Segundo dados do Grupo de Trabalho da Pecuária Sustentável (GTPS), do Ministério da Agricultura, a área de integração lavoura-pecuária deve dobrar neste ano em relação a 2014. Eduardo Bastos, presidente do GTPS, afirma que produtores têm demandado mais conhecimento sobre o assunto e que, em algumas regiões, como o Rio Grande do Sul, pode-se dizer que a prática já chegou ao nível de multiplicação, enquanto outras estão no modelo fazendas-piloto, ainda sem larga escala.

Otimismo para a primavera

Enquanto boa parte dos produtores mostra preocupação com o ritmo da economia, o pecuarista Paulo Azambuja, responsável técnico da Fazenda Santa Tereza, em Arambaré, é daqueles que preferem ver o copo meio cheio.

Trabalhando com melhoramento genético de bovinos da raça braford, ele reconhece que houve aumento de custos e que a crise se avizinha, mas garante que é possível ficar confiante no futuro.

- A maior fragilidade do mercado interno pode ser compensada pelo dólar mais alto, que nos deixa mais competitivo no mercado internacional. No remate de primavera (serão colocados 80 touros e cem fêmeas à venda), teremos bons resultados - projeta.

Azambuja não levará animais para expor na edição deste ano da Expointer, pois será jurado da raça braford. Em 2014, ele ganhou o prêmio de melhor fêmea rústica.

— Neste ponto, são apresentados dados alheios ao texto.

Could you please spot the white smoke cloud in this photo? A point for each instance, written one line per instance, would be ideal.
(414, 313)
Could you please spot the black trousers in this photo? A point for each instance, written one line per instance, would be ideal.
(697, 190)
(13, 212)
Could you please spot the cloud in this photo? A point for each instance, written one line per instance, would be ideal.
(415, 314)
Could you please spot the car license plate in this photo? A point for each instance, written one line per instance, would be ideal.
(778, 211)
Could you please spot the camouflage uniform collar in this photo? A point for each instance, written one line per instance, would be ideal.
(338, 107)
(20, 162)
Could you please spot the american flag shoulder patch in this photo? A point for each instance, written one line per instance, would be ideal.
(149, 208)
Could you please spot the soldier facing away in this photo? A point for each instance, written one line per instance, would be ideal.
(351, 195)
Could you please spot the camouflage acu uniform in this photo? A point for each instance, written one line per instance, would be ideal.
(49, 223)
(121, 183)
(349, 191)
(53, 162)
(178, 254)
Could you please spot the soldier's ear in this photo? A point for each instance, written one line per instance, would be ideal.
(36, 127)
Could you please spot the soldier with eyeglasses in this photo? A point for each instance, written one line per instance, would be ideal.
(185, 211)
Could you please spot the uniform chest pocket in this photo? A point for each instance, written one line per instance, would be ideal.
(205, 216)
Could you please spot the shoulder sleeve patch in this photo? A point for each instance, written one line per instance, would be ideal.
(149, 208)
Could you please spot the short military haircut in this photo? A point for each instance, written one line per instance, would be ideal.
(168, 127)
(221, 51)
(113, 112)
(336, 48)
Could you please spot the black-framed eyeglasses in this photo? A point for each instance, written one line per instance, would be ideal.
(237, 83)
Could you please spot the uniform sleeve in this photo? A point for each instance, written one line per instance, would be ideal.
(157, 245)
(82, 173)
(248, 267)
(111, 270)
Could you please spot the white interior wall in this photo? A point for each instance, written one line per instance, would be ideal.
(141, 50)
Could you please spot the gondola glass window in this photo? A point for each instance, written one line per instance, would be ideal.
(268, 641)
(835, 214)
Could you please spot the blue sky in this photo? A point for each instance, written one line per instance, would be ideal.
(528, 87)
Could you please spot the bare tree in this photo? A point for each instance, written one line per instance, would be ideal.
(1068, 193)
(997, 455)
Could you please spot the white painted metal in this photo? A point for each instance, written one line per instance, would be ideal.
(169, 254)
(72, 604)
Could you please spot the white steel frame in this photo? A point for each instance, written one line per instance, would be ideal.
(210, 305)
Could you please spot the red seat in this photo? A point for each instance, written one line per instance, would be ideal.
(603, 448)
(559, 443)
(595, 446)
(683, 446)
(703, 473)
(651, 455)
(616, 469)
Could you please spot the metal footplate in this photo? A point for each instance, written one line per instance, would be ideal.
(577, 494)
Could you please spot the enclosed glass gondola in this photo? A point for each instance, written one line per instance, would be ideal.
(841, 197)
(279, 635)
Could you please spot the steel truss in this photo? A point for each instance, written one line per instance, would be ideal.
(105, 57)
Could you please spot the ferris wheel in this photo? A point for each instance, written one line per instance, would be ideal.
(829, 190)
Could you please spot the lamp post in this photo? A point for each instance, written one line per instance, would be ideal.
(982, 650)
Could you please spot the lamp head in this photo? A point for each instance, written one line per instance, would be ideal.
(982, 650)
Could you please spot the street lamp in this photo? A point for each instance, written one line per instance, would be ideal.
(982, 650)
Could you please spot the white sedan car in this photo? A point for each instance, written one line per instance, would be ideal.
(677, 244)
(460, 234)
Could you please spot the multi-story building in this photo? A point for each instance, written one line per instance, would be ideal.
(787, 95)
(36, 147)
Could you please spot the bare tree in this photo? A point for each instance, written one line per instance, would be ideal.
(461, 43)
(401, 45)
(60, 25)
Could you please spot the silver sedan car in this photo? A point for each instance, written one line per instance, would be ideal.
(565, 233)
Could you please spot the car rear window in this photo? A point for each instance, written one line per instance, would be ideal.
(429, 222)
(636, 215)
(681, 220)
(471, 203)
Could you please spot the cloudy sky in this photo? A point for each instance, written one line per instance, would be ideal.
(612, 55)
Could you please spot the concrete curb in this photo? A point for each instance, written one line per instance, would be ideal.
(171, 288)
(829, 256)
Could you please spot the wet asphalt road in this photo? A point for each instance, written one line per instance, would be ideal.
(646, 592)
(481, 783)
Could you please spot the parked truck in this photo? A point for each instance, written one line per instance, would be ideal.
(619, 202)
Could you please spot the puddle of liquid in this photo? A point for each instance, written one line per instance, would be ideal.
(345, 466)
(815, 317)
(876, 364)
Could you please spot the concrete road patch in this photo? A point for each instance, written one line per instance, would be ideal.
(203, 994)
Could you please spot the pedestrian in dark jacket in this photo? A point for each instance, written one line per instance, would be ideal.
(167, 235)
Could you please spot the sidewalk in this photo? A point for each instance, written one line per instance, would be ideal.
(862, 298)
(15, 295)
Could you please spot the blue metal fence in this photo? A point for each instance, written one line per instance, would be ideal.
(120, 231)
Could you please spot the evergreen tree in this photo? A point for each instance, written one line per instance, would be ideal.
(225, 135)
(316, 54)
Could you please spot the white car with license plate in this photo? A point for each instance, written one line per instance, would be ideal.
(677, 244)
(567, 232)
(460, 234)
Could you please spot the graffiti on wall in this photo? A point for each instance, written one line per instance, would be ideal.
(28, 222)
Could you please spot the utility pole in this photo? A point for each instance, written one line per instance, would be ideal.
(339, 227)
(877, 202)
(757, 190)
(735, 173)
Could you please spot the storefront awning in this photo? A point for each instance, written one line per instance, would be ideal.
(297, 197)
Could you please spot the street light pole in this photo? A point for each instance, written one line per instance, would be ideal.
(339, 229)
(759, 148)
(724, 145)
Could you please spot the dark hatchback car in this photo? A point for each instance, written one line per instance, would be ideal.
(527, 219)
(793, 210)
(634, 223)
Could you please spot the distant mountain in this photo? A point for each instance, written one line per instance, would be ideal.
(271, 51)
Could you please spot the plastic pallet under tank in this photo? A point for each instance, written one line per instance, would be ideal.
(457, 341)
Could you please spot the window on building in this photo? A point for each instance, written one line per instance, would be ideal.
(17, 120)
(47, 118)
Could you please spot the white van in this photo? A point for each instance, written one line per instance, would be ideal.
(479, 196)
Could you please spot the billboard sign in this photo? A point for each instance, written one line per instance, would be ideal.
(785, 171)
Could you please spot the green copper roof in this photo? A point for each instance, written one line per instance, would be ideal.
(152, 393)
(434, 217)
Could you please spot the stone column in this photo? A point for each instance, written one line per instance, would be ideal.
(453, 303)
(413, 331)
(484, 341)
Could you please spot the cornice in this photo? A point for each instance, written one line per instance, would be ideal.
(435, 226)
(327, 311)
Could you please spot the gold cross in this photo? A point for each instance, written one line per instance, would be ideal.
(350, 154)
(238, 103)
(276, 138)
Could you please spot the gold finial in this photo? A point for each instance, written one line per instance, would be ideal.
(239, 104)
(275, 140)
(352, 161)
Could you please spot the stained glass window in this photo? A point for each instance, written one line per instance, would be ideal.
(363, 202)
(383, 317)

Com pouca margem para enxugar custos na propriedade, o pecuarista afirma que, mais do que cortar despesas, o momento é de realizar "gastos inteligentes", como investir em tecnologia, para aumentar a produtividade.

- Sou contra sair cortando coisas que podem impactar na redução da produtividade. No fim das contas, sai mais caro, porque acaba reduzindo também os ganhos - destaca.

Dicas para os pecuaristas

1) Atenção aos rumos do mercado

- O dólar alto e o aumento da demanda podem ser aliados para aqueles que exportam parte da produção. Mas, para aumentar os ganhos, é preciso conhecer bem o mercado e estar atento às oportunidades.

- O aumento do custo de vacinas, por exemplo, pode ser compensado por uma negociação mais benéfica para o produtor.

2) Capacitação técnica dos funcionários

- Ter uma equipe capacitada, responsável e comprometida com os afazeres da propriedade é condição indispensável para a o perfeito funcionamento dos sistemas de produção.

- O funcionário não pode ser visto só como mão de obra. Vale a pena investir em cursos, que, em geral, não exigem quantias muito altas.

3) Produzir a própria ração para o gado

- Cultivar na própria fazenda parte da matéria-prima utilizada na ração do gado pode ajudar a diminuir bastante os custos. Para isso, uma das dicas dos especialistas é começar separando os animais por idade, raça, porte e lactação.

- Em cada fase, os animais têm diferentes necessidades, e a ração certa vai ajudar a melhorar os resultados e evitar o desperdício de dinheiro.